Today's post is dedicated to African American mental health.

Here are six facts about Black Mental Health:

  1. Black Americans are as likely to suffer from mental illness as whites. The APA reports 1 in 4 adults in the U.S. will suffer from some kind of mental disorder each year. And, African-Americans are at least as likely to suffer from a mental health issue as their white counterparts.

  2. Relatively high rates of poverty increase likelihood for mental health issues. Poverty disproportionately affects the black community, due in part to the legacy of slavery, segregation and racial discrimination in America. Poverty also affects mental health. Poverty increases the risk for mental health issues, which may then render an individual unable to work and afford basic needs, including treatment.

  3. Racism in care still exists. This is compounded by the fact that African-Americans make up less than 2% of APA members.

  4. Barriers in access to adequate health care make it harder to get help. Anticipation of encountering racism coupled with the challenges of paying for care may make the prospect of getting help daunting for black Americans. Racial disparities persist in health care access.

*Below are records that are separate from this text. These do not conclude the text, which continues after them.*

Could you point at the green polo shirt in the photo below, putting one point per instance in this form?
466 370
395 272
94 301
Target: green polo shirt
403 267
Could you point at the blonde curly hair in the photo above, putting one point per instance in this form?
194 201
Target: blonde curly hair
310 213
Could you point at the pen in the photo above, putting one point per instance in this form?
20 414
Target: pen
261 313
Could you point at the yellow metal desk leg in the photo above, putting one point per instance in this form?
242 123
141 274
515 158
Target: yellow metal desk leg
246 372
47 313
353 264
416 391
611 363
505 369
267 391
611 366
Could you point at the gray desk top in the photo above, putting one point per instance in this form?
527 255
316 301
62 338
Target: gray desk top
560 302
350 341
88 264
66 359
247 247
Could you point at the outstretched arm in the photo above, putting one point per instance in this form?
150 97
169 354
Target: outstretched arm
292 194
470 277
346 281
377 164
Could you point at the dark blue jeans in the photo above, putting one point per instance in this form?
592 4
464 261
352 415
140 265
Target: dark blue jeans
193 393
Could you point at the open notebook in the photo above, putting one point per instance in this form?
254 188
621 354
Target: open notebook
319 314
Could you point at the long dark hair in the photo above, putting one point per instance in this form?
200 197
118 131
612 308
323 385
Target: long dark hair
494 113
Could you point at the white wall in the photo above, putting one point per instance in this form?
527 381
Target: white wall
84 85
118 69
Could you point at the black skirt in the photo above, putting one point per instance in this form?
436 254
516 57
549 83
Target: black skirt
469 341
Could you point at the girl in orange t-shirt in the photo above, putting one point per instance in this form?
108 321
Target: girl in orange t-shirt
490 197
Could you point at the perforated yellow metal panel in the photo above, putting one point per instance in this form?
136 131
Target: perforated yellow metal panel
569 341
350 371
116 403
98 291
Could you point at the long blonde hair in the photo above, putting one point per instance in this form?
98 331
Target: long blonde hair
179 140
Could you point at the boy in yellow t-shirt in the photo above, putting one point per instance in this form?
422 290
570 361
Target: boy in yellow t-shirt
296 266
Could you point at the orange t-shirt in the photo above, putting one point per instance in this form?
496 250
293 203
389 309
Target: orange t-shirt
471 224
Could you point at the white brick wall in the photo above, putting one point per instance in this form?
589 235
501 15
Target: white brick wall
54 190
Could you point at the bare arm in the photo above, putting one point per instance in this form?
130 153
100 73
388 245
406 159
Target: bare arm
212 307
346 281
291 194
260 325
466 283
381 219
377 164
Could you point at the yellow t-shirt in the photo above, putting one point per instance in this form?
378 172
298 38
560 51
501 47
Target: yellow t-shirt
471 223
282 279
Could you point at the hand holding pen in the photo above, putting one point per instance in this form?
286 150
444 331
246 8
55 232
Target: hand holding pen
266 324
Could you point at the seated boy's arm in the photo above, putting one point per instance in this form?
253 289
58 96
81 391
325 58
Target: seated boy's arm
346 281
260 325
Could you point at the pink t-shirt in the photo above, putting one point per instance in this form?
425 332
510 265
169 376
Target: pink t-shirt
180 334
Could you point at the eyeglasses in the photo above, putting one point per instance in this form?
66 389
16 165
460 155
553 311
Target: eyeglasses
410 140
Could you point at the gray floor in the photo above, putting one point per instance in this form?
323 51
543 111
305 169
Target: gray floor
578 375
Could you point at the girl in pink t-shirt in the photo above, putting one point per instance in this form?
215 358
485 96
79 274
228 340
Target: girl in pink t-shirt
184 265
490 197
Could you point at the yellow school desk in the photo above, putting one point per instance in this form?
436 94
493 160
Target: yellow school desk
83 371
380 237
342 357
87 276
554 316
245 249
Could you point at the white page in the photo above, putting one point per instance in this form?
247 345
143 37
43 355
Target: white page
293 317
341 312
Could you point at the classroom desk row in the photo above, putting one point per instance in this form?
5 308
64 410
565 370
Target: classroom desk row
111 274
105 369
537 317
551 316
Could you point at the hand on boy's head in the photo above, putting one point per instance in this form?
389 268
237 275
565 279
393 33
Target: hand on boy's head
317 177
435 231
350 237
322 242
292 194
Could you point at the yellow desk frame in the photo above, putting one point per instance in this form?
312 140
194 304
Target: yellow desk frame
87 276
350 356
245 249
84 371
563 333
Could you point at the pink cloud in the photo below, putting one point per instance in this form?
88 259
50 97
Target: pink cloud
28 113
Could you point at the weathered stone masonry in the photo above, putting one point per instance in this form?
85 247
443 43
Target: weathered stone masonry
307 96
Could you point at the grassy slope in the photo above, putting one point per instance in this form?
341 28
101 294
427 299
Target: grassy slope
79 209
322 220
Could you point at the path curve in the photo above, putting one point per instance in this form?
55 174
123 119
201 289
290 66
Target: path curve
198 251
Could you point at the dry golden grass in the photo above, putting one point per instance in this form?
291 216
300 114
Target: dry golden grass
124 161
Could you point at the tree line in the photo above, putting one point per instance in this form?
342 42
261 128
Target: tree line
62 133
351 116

  5. Black Americans use prayer to cope with stress or mental illness. One study cited by the APA said that 85% of African-Americans would describe themselves as "religious," and that their most common way to handle stress is through prayer. For people without adequate access to adequate medical care, prayer may be a primary method of dealing with mental illness as well.

  6. Stigma in the community may discourage people from seeking treatment. First lady Michelle Obama addressed the need to reduce the stigma of getting professional help when needed. "There should be absolutely no stigma around mental health. None. Zero. ... Getting support and treatment isn't a sign of weakness, it's a sign of strength."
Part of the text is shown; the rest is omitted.